Harry Godwin
Sir Harry Godwin (* 9. Mai 1901 in Rotherham, South Yorkshire; † 12. August 1985) war ein britischer Botaniker. Er war eine führende Figur in der Pflanzenökologie und der Quartärforschung und machte sich um die Entwicklung und Anwendung der Radiokarbonmethode und der Palynologie (Pollenanalyse, insbesondere mittels Elektronenmikroskopie) verdient.
Leben
Godwin wuchs in Long Eaton, Derbyshire, auf und war als Kind aktiver Pfadfinder. Während der Kriegsjahre 1914 bis 1918 besuchte er die Oberschule, wo er neben den Naturwissenschaften auch intensiv Deutsch lernte. Zur Vorbereitung auf das Studium arbeitete er bei dem Geologen Henry Hurd Swinnerton (1875–1966) am University College Nottingham (Vorläufer der University of Nottingham, damals eine Dependance der University of London) und hörte erste Vorlesungen am Clare College der University of Cambridge.
Ab 1919 studierte er am Clare College Botanik, Geologie und Chemie im Rahmen des naturwissenschaftlichen Tripos, das er 1922 mit Auszeichnung abschloss. Im selben Jahr erwarb er als Externer einen Bachelor in Botanik (Nebenfach Geologie) an der University of London. 1926 erwarb er einen Ph.D. am Clare College.

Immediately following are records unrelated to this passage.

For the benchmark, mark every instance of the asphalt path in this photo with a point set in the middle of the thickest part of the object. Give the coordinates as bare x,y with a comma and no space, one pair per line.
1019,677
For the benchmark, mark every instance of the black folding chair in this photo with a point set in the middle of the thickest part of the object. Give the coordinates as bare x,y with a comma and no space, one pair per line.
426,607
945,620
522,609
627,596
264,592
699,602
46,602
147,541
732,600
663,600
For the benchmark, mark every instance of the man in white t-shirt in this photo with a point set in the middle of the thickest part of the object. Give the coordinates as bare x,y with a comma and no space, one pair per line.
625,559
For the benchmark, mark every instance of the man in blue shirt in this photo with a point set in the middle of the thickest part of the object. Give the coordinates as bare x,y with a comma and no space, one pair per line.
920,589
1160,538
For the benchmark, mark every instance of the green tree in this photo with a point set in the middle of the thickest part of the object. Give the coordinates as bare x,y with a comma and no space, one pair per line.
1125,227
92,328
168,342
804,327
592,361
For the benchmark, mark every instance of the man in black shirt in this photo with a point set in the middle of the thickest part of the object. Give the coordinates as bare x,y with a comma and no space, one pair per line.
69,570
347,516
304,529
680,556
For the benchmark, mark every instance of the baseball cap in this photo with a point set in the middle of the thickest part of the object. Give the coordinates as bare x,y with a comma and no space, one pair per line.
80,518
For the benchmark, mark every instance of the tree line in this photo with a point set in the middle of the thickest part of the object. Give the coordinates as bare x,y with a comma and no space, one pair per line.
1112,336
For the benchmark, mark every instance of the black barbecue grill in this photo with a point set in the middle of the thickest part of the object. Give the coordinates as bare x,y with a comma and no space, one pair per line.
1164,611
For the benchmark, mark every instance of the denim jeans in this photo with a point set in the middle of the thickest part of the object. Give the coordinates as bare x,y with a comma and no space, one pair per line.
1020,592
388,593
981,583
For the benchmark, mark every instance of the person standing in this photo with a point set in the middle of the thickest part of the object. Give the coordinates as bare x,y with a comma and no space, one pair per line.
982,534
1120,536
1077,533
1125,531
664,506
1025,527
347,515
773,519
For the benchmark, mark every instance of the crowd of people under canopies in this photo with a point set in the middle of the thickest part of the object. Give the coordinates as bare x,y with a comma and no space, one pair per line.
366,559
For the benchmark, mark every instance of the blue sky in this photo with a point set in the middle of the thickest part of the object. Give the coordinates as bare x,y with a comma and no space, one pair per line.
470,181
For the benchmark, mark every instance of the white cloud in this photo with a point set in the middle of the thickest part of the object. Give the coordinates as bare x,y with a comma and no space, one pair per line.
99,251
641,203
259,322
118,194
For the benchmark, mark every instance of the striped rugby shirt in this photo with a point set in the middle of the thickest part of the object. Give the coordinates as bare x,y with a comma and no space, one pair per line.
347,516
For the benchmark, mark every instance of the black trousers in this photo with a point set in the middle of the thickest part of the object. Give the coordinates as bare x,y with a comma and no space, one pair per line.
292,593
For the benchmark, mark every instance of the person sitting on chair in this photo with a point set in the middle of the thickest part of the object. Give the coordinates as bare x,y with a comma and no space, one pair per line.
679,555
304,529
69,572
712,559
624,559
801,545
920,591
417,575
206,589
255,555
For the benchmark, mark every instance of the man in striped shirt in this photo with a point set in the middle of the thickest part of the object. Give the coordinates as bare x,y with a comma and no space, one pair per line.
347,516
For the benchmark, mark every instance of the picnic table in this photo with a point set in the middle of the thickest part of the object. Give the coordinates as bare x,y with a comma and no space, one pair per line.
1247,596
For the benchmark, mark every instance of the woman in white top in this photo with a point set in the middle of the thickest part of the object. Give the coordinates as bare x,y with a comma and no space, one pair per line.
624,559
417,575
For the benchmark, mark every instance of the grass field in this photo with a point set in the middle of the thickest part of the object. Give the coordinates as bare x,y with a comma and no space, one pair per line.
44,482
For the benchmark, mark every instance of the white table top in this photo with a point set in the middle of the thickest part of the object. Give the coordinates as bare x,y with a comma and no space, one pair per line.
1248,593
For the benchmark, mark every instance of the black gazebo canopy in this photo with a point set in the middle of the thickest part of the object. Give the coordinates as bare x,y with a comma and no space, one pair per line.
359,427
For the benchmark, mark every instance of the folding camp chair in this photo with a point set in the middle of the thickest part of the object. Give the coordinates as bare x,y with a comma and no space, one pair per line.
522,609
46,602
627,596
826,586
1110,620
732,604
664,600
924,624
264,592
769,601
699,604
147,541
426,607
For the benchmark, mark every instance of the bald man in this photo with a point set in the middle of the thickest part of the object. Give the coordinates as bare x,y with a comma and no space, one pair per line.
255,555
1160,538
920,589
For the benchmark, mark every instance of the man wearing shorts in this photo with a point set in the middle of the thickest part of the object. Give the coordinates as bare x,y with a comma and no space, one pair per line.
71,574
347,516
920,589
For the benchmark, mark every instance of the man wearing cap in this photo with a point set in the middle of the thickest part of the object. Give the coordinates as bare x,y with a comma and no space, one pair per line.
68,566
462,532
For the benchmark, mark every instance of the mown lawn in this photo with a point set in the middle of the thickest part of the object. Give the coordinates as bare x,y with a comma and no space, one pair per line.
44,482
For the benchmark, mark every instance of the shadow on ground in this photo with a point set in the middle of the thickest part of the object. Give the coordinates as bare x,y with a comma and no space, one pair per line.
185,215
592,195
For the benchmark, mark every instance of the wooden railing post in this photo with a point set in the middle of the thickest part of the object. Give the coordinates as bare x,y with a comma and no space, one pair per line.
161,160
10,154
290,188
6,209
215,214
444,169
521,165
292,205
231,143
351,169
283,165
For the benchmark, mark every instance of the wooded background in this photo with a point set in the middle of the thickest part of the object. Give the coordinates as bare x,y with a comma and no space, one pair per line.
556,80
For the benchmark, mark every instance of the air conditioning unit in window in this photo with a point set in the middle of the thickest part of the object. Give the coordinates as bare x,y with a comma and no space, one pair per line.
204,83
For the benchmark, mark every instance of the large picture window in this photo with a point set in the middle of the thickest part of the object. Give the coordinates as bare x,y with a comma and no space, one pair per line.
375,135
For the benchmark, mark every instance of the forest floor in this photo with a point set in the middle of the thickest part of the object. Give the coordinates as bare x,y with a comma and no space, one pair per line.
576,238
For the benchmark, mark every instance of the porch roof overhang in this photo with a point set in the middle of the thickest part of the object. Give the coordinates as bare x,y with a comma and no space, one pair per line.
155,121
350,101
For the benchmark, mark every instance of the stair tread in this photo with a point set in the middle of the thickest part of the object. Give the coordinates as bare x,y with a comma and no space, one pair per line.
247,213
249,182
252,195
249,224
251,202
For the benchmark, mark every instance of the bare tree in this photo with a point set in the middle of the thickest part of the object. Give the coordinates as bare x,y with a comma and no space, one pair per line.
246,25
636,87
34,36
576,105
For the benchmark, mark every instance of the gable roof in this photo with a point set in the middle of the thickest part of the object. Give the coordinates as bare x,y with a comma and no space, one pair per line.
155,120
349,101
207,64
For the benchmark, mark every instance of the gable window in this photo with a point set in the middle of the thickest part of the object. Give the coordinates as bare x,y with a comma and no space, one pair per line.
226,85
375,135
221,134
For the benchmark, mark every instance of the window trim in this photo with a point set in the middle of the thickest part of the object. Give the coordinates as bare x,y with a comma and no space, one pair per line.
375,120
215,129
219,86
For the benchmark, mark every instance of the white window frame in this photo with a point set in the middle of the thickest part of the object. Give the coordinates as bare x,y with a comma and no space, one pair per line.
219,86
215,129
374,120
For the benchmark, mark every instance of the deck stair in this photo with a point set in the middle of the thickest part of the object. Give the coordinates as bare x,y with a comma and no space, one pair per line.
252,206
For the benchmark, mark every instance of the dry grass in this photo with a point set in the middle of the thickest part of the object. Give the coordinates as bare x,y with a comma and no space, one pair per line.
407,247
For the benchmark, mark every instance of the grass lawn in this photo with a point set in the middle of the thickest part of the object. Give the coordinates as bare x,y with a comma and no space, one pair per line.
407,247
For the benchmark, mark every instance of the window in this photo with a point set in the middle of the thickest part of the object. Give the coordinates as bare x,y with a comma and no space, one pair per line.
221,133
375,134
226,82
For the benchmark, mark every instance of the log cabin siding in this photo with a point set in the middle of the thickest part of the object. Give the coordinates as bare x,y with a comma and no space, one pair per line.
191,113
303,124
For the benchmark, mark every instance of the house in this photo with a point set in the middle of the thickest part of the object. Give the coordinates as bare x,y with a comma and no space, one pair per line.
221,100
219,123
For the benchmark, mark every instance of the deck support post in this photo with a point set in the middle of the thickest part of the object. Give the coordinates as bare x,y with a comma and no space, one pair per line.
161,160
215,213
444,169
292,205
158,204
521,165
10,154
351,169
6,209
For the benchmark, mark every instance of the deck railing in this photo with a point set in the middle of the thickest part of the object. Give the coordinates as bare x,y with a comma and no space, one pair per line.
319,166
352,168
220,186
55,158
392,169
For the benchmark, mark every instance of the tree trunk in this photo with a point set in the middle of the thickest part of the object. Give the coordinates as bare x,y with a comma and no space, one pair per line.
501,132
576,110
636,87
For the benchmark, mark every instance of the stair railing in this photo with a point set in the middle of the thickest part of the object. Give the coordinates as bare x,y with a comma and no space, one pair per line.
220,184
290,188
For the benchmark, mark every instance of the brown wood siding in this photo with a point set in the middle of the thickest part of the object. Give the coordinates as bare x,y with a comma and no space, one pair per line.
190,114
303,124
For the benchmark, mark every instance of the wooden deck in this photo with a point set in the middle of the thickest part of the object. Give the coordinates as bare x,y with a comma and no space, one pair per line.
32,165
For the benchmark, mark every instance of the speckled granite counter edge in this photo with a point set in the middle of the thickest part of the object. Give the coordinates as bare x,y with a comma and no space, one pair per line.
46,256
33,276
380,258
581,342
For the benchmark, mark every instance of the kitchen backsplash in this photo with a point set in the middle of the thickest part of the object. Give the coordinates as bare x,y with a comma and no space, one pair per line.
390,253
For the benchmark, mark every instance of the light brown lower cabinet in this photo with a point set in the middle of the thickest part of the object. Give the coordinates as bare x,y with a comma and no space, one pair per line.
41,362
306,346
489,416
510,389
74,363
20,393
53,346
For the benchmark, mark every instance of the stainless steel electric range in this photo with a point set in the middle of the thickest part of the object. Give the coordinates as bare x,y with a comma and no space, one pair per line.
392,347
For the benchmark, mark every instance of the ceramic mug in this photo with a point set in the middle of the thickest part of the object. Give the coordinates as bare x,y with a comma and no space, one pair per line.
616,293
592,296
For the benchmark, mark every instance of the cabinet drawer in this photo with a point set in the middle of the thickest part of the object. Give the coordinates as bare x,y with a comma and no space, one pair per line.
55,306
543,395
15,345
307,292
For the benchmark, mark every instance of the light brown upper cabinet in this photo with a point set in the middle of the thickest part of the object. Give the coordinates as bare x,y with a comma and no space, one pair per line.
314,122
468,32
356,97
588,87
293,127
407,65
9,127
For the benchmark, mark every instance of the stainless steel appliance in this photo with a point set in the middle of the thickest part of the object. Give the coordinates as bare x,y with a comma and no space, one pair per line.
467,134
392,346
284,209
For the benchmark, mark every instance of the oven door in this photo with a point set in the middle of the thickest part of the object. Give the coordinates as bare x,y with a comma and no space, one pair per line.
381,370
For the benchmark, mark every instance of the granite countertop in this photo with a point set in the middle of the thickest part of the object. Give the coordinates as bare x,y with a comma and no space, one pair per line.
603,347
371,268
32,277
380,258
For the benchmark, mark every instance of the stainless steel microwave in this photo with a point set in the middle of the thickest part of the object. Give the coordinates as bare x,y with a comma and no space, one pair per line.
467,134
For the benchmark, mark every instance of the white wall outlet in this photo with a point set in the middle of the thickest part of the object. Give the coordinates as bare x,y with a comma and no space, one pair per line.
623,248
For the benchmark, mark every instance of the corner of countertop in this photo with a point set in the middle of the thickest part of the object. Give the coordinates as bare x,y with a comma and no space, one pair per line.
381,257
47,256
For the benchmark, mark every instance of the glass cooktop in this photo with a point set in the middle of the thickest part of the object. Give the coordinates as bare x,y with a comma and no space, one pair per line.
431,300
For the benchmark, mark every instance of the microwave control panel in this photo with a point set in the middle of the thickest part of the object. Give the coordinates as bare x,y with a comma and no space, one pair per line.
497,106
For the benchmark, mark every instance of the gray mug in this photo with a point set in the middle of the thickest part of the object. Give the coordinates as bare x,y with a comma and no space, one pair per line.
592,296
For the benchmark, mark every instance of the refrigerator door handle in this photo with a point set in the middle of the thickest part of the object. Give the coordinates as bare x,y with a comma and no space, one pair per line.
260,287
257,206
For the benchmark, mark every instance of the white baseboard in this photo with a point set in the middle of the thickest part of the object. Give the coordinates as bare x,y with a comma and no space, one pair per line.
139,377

Zu seinen Lehrern gehörten Arthur George Tansley und Henry Thirkill, mit denen Godwin eine langjährige Freundschaft verband.
Ab 1922 forschte Godwin bei dem Pflanzenphysiologen Frederick Blackman, ab 1925 hatte er eine Forschungsstelle am Clare College inne, 1927 wurde er (als Nachfolger von Samuel Macmahon Wadham, 1891–1972) Senior University Demonstrator, 1934 wurde er Fellow des College und Lecturer für Botanik der Universität. 1948 war er Gründungsdirektor der neuen Abteilung für Quartärforschung, eine Stellung die er bis 1966 behielt. 1958/1959 war Godwin in der Nachfolge von Thirkill interimistischer Master des Clare College. Von 1960 bis 1968 war Godwin Professor für Botanik an der University of Cambridge. Nach seiner Emeritierung 1968 blieb Godwin wissenschaftlich aktiv.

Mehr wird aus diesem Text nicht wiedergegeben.